Pengamat masalah keislaman Budhy Munawar Rachman berpendapat ini bisa terjadi karena polisi kurang bersikap tegas terhadap ormas keagamaan yang pernah melakukan kekerasan.
"Kita masih belum melihat hal yang optimal dari kepolisian kalau berkaitan dengan soal keagamaan. Misalnya, kelompok-kelompok keagamaan yang di setiap kota setiap kali muncul dengan isu-isu keagamaan, ada kegamangan di kepolisian untuk menindaknya", kata Budhy Munawar.
"Kepolisian seharusnya tidak melihat ini sebagai isu keagamaan tapi ini isu kekerasan. Itu harus segera ditindak karena itu kriminal."
Wacana tandingan
Namun menurut Rikwanto, dibutuhkan juga peran masyarakat untuk memberikan wacana tandingan dalam mengatasi dominasi ormas yang muncul.
"Kalau memang ada sesuatu yang tidak pas dengan perikehidupan sosial masyarakat masyarakat saya harapkan bereaksi dengan cara-cara positif tentunya. Saya harapkan di masyarakat kalau ada suara yang tidak pas, ya bersuara jangan diam saja juga. Kalau tidak, yang biasa demo seperti itu akan merasa dibenarkan oleh masyarakat", kata Rikwanto.
"Kalau kepolisan semua diakomodir karena undang-undangnya membolehkan demo", tambahnya.
Hamid Basyaib, pengamat isu sosial dan Islam menuturkan wacana tandingan seharusnya muncul dari dua ormas Islam terbesar di Indonesia: Nahdlatul Ulama dan Muhammadiyah.
"Dua kelompok itu bisa membentuk mungkin 70% warga Muslim indonesia, itu 100 juta lebih (orang) mereka digabung", kata Hamid.
"Yang kita harapkan justru yang jauh lebih dominan, yaitu NU dan Muhammadiyah yang ikut turun tangan, seperti melakukan mediasi, melunakkan situasi.

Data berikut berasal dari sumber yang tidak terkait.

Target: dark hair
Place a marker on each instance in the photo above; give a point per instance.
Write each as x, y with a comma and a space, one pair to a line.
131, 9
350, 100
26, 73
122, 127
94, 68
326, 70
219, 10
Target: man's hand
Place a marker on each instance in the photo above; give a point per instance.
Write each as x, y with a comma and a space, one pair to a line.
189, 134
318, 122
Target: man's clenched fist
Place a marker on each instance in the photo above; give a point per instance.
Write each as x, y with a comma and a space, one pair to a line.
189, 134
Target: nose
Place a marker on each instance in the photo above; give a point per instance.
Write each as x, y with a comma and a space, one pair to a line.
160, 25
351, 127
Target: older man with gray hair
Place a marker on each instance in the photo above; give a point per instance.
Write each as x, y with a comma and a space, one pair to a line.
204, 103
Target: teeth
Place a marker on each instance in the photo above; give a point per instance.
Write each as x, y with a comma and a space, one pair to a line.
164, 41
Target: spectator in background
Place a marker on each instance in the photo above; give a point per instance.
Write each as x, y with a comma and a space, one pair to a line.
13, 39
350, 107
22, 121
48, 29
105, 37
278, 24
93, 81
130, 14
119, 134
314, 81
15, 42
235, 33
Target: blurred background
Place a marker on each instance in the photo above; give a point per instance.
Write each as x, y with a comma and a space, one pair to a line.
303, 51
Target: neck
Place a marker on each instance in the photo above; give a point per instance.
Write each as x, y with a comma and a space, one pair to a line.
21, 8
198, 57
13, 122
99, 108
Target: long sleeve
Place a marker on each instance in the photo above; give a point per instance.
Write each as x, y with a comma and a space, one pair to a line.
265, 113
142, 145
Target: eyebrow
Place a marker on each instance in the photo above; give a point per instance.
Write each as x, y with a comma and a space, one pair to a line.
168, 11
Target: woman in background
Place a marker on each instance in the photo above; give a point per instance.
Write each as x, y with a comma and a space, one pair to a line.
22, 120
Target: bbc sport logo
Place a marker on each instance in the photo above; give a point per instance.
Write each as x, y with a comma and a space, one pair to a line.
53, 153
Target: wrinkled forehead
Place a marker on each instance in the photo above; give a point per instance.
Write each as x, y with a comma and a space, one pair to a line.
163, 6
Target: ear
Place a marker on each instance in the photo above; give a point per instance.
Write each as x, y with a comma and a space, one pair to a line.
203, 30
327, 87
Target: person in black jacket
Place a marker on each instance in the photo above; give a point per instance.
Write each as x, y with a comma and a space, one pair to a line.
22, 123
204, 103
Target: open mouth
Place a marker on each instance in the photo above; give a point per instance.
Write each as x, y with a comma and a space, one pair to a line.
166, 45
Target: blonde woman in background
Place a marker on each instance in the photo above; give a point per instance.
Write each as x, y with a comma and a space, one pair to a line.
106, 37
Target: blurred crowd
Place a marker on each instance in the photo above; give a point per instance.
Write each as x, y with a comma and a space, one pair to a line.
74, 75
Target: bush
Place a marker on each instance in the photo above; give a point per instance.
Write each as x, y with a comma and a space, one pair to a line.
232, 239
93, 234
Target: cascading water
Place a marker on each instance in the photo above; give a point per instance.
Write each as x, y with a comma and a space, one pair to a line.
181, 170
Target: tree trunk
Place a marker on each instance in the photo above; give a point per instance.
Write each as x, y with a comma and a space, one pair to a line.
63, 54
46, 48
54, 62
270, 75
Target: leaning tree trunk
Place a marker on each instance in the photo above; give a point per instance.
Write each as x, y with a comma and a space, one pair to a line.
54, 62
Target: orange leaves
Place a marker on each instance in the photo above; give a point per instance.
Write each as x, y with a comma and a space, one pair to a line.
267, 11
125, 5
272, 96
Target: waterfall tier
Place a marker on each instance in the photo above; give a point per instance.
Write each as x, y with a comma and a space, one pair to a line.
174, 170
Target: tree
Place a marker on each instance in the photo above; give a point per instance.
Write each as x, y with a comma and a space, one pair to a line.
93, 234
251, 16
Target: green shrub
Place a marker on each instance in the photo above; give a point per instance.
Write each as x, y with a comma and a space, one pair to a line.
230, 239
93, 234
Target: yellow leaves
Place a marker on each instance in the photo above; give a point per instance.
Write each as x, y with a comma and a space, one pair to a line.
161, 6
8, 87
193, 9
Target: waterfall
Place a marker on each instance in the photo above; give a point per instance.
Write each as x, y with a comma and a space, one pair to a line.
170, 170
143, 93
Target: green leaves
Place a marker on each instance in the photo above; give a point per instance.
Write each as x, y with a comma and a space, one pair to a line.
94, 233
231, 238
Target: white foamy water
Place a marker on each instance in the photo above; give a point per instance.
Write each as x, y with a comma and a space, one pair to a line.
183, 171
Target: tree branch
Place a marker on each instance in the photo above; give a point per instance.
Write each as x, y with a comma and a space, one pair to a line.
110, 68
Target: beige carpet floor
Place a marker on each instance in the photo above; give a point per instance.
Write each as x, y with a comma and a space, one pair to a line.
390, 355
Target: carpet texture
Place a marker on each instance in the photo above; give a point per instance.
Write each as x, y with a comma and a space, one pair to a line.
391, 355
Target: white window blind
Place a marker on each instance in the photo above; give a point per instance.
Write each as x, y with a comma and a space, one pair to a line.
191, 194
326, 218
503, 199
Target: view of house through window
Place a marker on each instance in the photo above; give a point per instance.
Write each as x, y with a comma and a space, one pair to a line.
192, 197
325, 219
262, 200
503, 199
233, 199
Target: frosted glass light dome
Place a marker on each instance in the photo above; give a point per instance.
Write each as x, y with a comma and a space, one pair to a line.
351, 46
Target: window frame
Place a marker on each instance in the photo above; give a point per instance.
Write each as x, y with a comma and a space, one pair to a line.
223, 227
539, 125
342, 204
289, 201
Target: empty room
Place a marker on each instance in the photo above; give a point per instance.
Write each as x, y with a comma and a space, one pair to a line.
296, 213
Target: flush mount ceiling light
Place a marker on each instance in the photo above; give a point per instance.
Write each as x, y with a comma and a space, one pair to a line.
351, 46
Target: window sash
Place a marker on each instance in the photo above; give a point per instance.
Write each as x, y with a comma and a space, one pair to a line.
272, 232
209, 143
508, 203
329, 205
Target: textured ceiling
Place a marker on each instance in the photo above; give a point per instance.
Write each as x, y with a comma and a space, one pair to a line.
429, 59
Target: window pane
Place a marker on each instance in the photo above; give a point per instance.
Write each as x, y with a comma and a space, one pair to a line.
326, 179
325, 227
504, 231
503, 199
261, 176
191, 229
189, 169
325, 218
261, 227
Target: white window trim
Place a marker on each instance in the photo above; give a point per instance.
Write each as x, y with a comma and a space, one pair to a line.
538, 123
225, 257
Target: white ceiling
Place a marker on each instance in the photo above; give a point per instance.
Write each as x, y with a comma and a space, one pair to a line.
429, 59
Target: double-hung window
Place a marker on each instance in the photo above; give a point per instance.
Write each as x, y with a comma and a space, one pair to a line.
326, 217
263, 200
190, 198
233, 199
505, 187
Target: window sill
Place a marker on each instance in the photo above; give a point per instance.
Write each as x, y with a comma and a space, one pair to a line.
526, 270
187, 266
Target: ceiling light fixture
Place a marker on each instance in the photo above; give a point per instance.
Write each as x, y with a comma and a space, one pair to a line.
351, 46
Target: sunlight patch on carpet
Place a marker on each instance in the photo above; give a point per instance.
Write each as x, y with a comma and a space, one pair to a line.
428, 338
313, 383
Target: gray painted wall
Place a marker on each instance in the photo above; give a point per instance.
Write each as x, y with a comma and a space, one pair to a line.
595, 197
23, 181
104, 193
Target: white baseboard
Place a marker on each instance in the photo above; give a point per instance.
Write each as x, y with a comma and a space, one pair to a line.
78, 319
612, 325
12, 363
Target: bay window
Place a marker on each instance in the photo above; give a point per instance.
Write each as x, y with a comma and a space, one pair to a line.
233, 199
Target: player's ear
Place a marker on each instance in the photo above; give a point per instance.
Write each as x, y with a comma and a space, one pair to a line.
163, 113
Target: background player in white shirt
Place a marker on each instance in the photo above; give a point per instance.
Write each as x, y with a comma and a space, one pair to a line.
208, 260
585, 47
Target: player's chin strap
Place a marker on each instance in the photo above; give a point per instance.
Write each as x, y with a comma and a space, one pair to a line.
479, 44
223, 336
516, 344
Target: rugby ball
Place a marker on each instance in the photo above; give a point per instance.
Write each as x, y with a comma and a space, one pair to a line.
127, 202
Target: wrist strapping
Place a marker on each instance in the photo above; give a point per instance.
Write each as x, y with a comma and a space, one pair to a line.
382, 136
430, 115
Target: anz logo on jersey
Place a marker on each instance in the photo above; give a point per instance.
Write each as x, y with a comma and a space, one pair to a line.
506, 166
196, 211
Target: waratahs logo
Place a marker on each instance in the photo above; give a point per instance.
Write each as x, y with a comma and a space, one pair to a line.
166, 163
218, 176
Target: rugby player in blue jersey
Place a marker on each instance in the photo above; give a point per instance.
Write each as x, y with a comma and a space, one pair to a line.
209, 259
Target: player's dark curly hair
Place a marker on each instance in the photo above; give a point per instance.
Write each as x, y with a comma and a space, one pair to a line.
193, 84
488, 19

"Kita memang lihat kedua raksasa itu masih belum terlalu bangun. Padahal potensinya ribuan kali lebih kuat", jelas Hamid.
Unjuk kekuatan dengan mengerahkan massa dalam jumlah besar berulangkali dilakukan FPI, di antaranya ketika mereka menggalang kekuatan dengan ormas-ormas Islam lainnya untuk menekan kepolisian agar mengadili gubernur DKI Jakarta nonaktif Basuki Tjahaja Purnama terkait kasus dugaan penistaan agama.